Re: CSS Opacity

Hello,

>> Just to confirm:
>> body { opacity: .5; }
>> and
>> #photo { opacity: .5; }
>>
>> will result in a opacity of 0.5 and not 0.25, right? 
>> Meaning the values are absolute not relative.
> 
> No, and that would be rather surprising. Under this model, if you want
> to modify the opacity of a whole sub-tree uniformly, you would have to
> modify the opacity property of each and every element in it, and you'd
> expect that you can decrease the opacity of a child element relative
> to its parent, whereas this thread is about not being able to do that.

So, would it work if opacity values were not restricted to [0;1]?
Now I properly slept about it I think, you would have to render
everything into several bitmaps first and then blend it all together in
the final step, because if the document would look like this:

<a opacity="0.5">A
  <b opacity="0.5">B
    <c opacity="4.0">C</c>
  </b>
</a>

"A" should be displayed with an effective opacity of 0.5, "B" with 0.25
and "C" with 1.0

But if the tree is rendered recursively, C would be blended into B and
that composite then be blended into A which is finally blended into the
background.

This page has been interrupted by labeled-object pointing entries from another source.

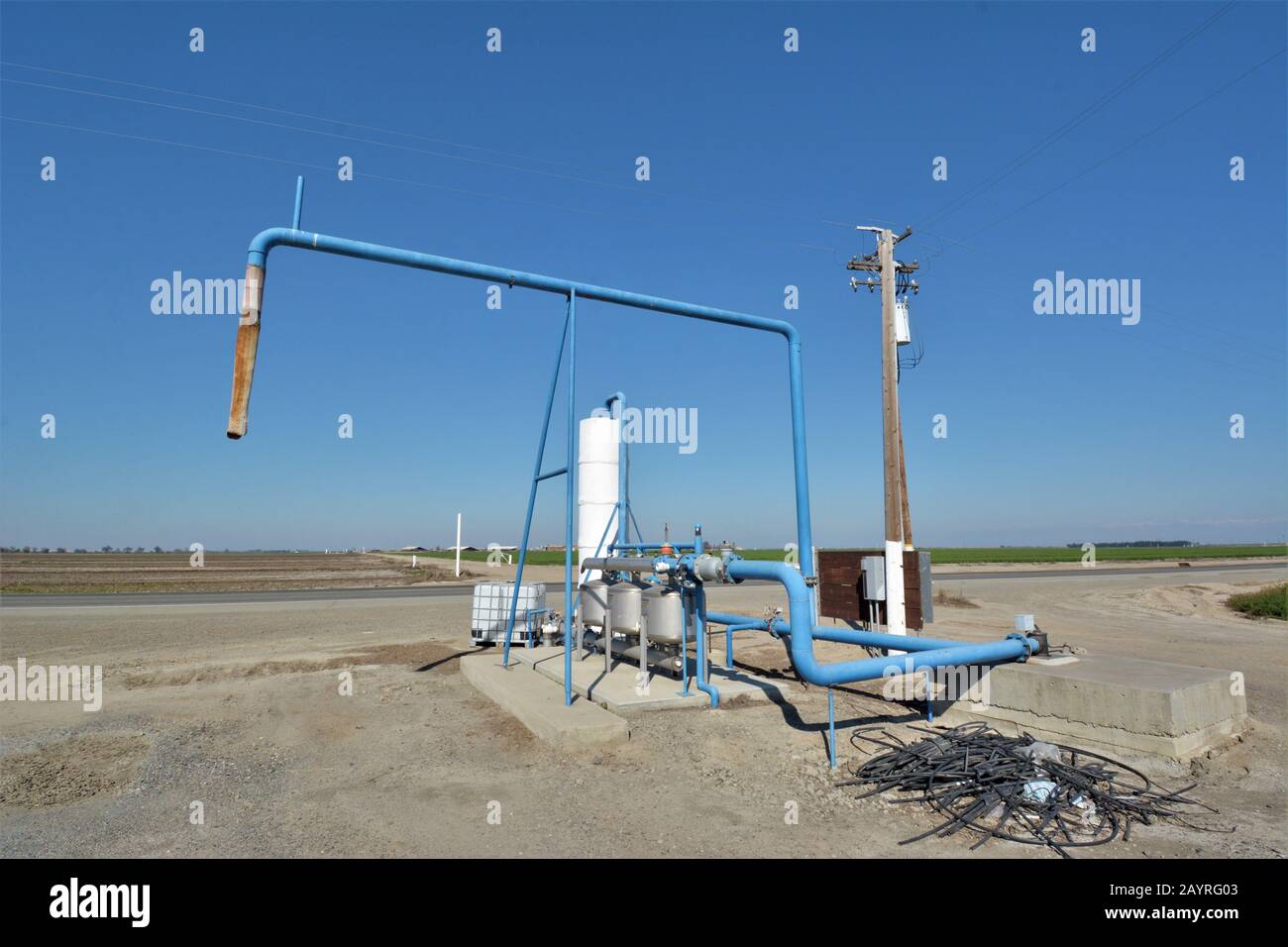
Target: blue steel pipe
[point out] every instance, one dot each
(570, 482)
(340, 247)
(848, 672)
(845, 635)
(655, 547)
(532, 491)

So when rendering <b> "locally" it would look like "B" had
an opacity of 1.0 and "C" one of 4.0 which causes a problem...

So some algorithm would be needed that allows opacity >1 but makes sure
that the "effective" opacity of no pixel will be out of [0;1]...

Maybe it is a bit of an overkill to implement this only for some little
effect nearly nobody uses (there are more pressing problems, really).